Two optional keyword arguments can be used to increase performance:

• derivspace: When calculating derivatives, some coefficients are stored in a matrix of size (order(basis), order(basis)). By default, the function allocates a new matrix. To avoid this, a pre-allocated matrix can be supplied with the derivspace keyword. It can only be used when calculating derivatives, i.e., with Derivative(N) where N ≥ 1 or AllDerivatives(N) where N ≥ 2.
• leftknot: If the index of the relevant interval (i.e., intervalindex(basis(spline), x)) is already known, it can be supplied with the leftknot keyword.

Examples

julia> basis = BSplineBasis(4, 0:5);

julia> dest = zeros(4);

julia> bsplines!(dest, basis, 2.4)
4-element OffsetArray(::Vector{Float64}, 3:6) with eltype Float64 with indices 3:6:
 0.03600000000000002
 0.5386666666666667
 0.41466666666666663
 0.01066666666666666

julia> parent(ans) === dest
true

julia> bsplines!(dest, basis, -1.0) # returns nothing

julia> dest = zeros(4, 3);

julia> bsplines!(dest, basis, 3.75, AllDerivatives(3))
4×3 OffsetArray(::Matrix{Float64}, 4:7, 0:2) with eltype Float64 with indices 4:7×0:2:
 0.00260417  -0.03125    0.25
 0.315104    -0.65625    0.25
 0.576823     0.265625  -1.625
 0.105469     0.421875   1.125

julia> parent(ans) === dest
true

bsplines(basis, x[, derivative]; kwargs...)

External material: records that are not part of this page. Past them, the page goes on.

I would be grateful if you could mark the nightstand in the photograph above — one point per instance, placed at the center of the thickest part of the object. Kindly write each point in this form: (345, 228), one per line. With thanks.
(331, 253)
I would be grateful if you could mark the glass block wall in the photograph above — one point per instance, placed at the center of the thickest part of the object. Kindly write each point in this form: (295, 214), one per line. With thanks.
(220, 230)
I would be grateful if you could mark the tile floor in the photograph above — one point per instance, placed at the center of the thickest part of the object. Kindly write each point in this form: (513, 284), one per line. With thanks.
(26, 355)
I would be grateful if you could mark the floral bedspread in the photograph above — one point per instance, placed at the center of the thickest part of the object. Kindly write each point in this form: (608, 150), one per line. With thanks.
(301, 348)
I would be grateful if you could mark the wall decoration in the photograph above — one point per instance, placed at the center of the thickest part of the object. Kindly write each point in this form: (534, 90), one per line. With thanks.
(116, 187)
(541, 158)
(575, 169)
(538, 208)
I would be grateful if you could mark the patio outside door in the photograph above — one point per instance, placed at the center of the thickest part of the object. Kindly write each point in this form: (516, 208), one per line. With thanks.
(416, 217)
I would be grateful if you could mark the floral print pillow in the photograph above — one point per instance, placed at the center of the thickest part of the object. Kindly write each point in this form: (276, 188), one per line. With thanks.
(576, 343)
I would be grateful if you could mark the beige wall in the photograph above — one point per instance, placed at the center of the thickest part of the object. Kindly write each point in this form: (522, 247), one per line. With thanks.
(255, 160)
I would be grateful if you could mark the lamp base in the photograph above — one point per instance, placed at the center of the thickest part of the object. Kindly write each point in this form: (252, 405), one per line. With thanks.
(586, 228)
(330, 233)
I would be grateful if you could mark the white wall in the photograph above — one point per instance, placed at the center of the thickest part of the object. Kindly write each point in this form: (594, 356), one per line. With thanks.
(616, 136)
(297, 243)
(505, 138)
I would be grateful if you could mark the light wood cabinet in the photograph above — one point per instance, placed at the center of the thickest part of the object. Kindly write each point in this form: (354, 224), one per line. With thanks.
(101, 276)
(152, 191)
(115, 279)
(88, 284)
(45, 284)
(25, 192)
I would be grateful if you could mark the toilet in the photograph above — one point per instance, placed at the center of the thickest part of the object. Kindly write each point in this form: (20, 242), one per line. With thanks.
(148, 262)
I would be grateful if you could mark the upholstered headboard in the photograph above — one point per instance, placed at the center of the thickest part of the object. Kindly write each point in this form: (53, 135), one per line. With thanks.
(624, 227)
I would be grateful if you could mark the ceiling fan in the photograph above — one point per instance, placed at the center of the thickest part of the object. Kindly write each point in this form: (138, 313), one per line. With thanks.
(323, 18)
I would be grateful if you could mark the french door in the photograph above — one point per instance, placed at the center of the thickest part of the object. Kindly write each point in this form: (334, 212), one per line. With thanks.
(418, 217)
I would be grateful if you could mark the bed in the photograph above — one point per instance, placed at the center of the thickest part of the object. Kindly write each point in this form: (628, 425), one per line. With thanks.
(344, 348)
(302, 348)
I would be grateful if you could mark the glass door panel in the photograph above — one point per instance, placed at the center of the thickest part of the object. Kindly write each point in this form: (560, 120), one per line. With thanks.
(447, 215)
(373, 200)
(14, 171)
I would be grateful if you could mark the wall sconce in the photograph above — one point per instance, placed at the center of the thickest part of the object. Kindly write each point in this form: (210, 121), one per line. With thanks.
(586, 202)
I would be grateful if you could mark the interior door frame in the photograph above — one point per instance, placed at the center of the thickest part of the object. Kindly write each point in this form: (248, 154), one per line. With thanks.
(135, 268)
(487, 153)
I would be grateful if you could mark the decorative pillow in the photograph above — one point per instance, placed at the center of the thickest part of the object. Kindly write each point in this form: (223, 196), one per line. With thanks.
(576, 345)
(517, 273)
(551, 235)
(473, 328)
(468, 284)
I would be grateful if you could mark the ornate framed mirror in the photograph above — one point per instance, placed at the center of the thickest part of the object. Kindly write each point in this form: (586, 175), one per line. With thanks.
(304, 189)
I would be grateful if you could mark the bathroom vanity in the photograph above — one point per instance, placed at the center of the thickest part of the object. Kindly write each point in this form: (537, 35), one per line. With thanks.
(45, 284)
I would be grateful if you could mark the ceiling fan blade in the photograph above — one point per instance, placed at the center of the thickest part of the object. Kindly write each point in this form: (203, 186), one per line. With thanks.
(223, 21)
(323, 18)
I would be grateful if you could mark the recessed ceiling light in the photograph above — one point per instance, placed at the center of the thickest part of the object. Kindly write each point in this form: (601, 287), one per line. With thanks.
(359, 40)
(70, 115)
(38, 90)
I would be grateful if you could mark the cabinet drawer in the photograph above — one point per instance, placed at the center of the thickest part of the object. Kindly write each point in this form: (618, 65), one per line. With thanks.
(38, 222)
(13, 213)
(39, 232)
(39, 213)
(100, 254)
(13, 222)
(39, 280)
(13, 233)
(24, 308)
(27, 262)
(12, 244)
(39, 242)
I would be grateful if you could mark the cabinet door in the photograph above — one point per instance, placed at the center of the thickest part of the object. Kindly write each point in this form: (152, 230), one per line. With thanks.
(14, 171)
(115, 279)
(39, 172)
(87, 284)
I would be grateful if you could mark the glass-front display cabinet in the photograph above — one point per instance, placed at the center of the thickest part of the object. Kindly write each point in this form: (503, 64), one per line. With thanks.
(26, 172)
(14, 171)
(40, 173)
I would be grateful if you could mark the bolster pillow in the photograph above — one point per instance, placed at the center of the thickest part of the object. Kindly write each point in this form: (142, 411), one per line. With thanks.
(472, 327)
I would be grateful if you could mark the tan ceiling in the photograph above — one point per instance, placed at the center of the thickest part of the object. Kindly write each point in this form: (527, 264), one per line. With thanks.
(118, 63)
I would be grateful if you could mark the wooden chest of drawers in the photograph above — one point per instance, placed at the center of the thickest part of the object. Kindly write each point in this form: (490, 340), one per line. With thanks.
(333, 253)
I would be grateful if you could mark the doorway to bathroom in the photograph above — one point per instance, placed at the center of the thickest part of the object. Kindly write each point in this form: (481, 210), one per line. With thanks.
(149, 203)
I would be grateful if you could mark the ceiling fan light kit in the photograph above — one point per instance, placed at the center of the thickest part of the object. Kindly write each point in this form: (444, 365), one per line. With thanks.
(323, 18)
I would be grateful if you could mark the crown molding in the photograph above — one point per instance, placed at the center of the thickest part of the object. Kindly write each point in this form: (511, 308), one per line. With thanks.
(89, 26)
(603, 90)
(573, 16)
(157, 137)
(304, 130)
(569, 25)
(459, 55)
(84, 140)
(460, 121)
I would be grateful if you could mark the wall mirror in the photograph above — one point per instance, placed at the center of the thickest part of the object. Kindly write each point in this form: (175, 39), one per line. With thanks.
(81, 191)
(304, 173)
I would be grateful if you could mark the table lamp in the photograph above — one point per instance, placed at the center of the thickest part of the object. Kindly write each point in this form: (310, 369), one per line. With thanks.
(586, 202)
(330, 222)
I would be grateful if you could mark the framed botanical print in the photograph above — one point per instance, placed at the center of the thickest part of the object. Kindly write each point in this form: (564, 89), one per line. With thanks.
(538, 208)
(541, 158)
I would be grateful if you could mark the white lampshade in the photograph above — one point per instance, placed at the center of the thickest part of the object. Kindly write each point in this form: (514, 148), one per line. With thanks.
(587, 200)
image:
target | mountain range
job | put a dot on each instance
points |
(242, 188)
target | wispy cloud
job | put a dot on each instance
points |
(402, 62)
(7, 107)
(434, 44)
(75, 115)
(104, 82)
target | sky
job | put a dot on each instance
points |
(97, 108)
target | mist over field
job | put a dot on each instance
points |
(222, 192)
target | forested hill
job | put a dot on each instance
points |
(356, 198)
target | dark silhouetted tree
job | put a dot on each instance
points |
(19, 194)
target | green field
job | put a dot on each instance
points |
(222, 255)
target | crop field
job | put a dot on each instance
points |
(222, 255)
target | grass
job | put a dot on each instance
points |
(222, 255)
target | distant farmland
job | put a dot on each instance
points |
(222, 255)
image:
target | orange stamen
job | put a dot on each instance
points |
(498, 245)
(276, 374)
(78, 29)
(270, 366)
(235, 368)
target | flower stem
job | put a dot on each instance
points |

Calculate the values and/or derivatives of all non-zero B-splines of basis at x.

If all B-splines of basis are zero at x, nothing is returned. If any B-splines are non-zero at x, an OffsetArray is returned. Its size and contents depend on the optional derivative argument:

• If derivative is not given, the returned OffsetArray contains the value of the i-th B-spline at the index i.
• If derivative == Derivative(N), the returned OffsetArray contains the N-th derivative of the i-th B-spline at the index i.
• If derivative == AllDerivatives(N), the returned OffsetArray contains the m-th derivative (0 ≤ m < N) of the i-th B-spline at the index i, m.

Two optional keyword arguments can be used to increase performance:

• derivspace: When calculating derivatives, some coefficients are stored in a matrix of size (order(basis), order(basis)). By default, the function allocates a new matrix. To avoid this, a pre-allocated matrix can be supplied with the derivspace keyword. It can only be used when calculating derivatives, i.e., with Derivative(N) where N ≥ 1 or AllDerivatives(N) where N ≥ 2. To also pre-allocate the array that contains the result, use the bsplines! function instead.
• leftknot: If the index of the relevant interval (i.e., intervalindex(basis(spline), x)) is already known, it can be supplied with the leftknot keyword.

Examples

julia> basis = BSplineBasis(4, 0:5);

julia> bsplines(basis, 2.4)
4-element OffsetArray(::Vector{Float64}, 3:6) with eltype Float64 with indices 3:6:
 0.03600000000000002
 0.5386666666666667
 0.41466666666666663
 0.01066666666666666

julia> bsplines(basis, 2.4, Derivative(1), derivspace=zeros(4,4))
4-element OffsetArray(::Vector{Float64}, 3:6) with eltype Float64 with indices 3:6:
 -0.18000000000000005
 -0.5599999999999999
  0.66
  0.07999999999999996

julia> bsplines(basis, 6) # returns nothing

julia> bsplines(basis, 17//5, leftknot=7)
4-element OffsetArray(::Vector{Rational{Int64}}, 4:7) with eltype Rational{Int64} with indices 4:7:
   9//250
 202//375
 307//750
   2//125

julia> bsplines(basis, 2.4, AllDerivatives(3))
4×3 OffsetArray(::Matrix{Float64}, 3:6, 0:2) with eltype Float64 with indices 3:6×0:2:
 0.036      -0.18   0.6
 0.538667   -0.56  -0.8
 0.414667    0.66  -0.2
 0.0106667   0.08   0.4

coeffs(spline::Spline)

Return the coefficient vector of spline.

interpolate(basis::BSplineBasis, xvalues, yvalues; indices=eachindex(basis)) -> Spline

Interpolate the data given by xvalues and yvalues in the B-spline basis basis. If indices is supplied, only the basis functions at the given indices of basis are used.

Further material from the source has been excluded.